11. The father of the complainant was called by the Crown at the request of the Defence. He presented as an articulate and honest witness. He denied the accused's suggestion that he had falsely reported the rape of his daughter because the accused had "helped" his other daughter. When asked as to the details of this "help" the accused was only able to say that he knew the boy who had made that other daughter pregnant.


12. I find the allegation of a conspiracy lacking in any credibility whatsoever and to be a complete fabrication by the accused. I accept totally the evidence of the father of the complainant in this regard.


13. The second issue that I am asked to address is as follows:


"Second, if you do not believe the testimony of the accused but you are left in a reasonable doubt by it, you must acquit."


14. In so far as this suggests that an accused may have some burden of leaving the Court with a reasonable doubt, I reject this approach. In considering all of the evidence of the Crown and the Defence, I am not "left in reasonable doubt by it."


15. The third issue raised is as follows:


"Third, even if you are not left in doubt by the evidence of the accused, you must ask yourself whether, on the basis of the evidence which you do accept, you are convinced beyond a reasonable doubt by that evidence of the guilt of the accused."


16. I have asked myself whether, on the evidence which I accept, I am convinced beyond reasonable doubt by that evidence of the guilt of the accused and have come to the conclusion that I am so convinced.


17. The complainant is now a 22 year old girl. She was brought into Court in a wheel chair, she being unable to use any of her limbs. It was also quickly apparent that she has great difficulty in talking and is, at least to the inexpert observer, possibly suffering from some degree of mental retardation. Despite these afflictions, she gave clear evidence of the accused raping her on two occasions. There were discrepancies in her evidence in relation to whether the second offence occurred during the day or at night. Other discrepancies were pointed out by the Defence, in particular some discrepancies between the way in which the Crown opened its case and the evidence given by the complainant.


18. I have given careful consideration to these discrepancies and have considered whether they are of such significance as to cause me to have a reasonable doubt about the honesty or the reliability of her evidence. I have concluded that they are not.

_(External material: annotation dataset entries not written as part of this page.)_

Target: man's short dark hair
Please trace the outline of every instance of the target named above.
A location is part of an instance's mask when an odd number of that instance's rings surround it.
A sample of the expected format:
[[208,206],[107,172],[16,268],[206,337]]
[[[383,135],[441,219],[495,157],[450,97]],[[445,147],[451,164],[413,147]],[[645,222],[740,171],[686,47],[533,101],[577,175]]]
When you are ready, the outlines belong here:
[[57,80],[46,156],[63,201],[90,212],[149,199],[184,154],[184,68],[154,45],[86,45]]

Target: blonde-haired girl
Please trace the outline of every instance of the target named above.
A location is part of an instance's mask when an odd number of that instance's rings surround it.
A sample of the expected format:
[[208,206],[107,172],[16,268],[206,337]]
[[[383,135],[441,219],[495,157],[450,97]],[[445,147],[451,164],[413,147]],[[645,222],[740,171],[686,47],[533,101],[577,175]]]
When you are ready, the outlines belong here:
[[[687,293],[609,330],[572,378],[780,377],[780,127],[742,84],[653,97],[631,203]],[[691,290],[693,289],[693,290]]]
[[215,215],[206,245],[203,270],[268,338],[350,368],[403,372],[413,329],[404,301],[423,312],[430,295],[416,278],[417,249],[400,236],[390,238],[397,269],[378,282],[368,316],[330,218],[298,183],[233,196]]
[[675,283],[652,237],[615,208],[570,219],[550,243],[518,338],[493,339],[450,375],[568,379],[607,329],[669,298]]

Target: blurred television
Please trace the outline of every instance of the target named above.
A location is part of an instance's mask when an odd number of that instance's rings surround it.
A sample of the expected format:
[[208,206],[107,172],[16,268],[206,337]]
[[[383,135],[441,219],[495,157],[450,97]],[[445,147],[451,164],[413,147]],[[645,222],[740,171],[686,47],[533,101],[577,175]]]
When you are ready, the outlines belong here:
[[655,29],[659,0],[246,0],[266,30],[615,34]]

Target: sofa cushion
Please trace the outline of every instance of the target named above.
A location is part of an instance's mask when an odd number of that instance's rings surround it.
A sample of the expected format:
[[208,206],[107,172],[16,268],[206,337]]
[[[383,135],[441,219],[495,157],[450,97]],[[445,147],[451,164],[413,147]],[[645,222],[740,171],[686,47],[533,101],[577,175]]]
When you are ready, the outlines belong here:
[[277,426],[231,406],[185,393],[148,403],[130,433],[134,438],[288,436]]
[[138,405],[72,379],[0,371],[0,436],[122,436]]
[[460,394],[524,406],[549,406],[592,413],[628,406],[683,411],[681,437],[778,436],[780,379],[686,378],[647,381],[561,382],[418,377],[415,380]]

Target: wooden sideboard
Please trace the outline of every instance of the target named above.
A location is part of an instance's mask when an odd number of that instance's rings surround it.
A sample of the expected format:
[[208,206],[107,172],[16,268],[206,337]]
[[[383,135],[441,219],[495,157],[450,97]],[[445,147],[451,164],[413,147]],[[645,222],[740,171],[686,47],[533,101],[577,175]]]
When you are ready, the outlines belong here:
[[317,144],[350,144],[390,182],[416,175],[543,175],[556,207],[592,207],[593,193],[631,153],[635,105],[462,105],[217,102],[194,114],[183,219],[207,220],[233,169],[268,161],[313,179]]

10. These offences are said to have occurred in 2010 and 2011, and I am of the view that to expect a young woman in the condition of the complainant to testify without discrepancies after the passage of several years, is an unrealistic expectation. It is not that discrepancies might exist in the testimony of a witness, but rather the significance that they have and what impact they might have on the Court's assessment of honesty, reliability and credibility. Of course, discrepancies even if small may be so numerous that in their totality, the combined effect may produce in the mind of the Court a reasonable doubt on these issues.


11. However, the discrepancies in this case could not be said to be so numerous or so significant as to cause me to have a doubt about her evidence establishing the elements of the offence beyond reasonable doubt. In my judgment, she gave her evidence honestly and credibly and her instantaneous horrified reactions to Defence suggestions that she was lying and making up her allegations, were impressive and genuine. She impressed as a witness who, although struggling under enormous disadvantages was, above all, honest. I accept her evidence that the accused, on two separate occasions, had sexual intercourse with her against her will.


12. As a result of these findings, I judge that the Crown has proven both charges beyond reasonable doubt and the accused is convicted of both counts as charged.


Order:
The accused is convicted of two counts of rape contrary to section 136 of the Penal Code [Cap. 26].


The accused is remanded in custody for sentencing in Honiara on a date to be fixed.


Written sentencing submissions are to be filed on or before 18th June, 2014.